Dilansir dari Detik Sport, Silva tampil tanpa mencatatkan gol maupun assist, namun kontribusinya dalam memutus serangan lawan sangat menonjol. Salah satu momen krusial terjadi pada babak kedua ketika ia berhasil menyapu bola dari kaki Kai Havertz tanpa melakukan pelanggaran meski memiliki postur tubuh yang lebih kecil.
Statistik pertandingan mencatat kecerdasan Silva dalam membaca permainan, termasuk saat ia memenangkan duel udara melawan penyerang Arsenal, Viktor Gyokeres. Keberhasilan tersebut menarik perhatian karena Gyokeres memiliki tinggi badan yang terpaut 16 sentimeter lebih jangkung daripada Silva.
Erling Haaland sebagai pencetak gol penentu kemenangan memberikan apresiasi khusus terhadap ketangguhan rekan setimnya itu di lini belakang. Penyerang asal Norwegia tersebut bahkan menyandingkan kualitas bertahan Silva dengan legenda tim nasional Italia, Fabio Cannavaro.
"Saya ingat upan silang itu, saya bilang padanya (Silva) usai dia menyundul bola keluar, saya bilang dia seperti 'f***ing' Cannavaro," ujar Haaland, Penyerang Manchester City.
Pernyataan spontan tersebut sempat membuat reporter Sky Sports, Patrick Davison, memberikan teguran ringan terkait penggunaan kata kasar dalam siaran langsung.

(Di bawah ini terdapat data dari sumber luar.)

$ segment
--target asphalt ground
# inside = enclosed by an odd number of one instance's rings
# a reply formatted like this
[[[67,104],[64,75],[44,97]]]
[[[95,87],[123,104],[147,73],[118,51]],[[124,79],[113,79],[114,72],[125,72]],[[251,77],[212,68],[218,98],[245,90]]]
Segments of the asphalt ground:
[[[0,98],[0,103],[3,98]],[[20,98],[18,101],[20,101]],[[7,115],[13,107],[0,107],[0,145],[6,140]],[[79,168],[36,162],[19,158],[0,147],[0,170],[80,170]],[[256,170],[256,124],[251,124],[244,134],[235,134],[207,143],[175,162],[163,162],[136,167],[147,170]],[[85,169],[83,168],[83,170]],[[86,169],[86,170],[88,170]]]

Haaland kemudian memberikan klarifikasi atas luapan emosinya yang ditujukan untuk memuji konsistensi permainan Silva sepanjang pertandingan berlangsung.
"Kita semua pasti sesekali mengumpat dalam hidup kita. Aku hanya bilang padanya dia mirip Cannavaro. Hari ini, Bernie, aku tidak akan membuatmu emosional di sini, tapi kau benar-benar hebat seperti biasanya," ujar Haaland, Penyerang Manchester City.
Laga ini menjadi salah satu penampilan terakhir Silva bersama The Citizens mengingat sang pemain dijadwalkan akan meninggalkan klub pada akhir musim ini. Selama sembilan tahun masa baktinya, ia telah mengoleksi enam gelar Liga Inggris dan satu trofi Liga Champions sebagai pilar kesuksesan klub.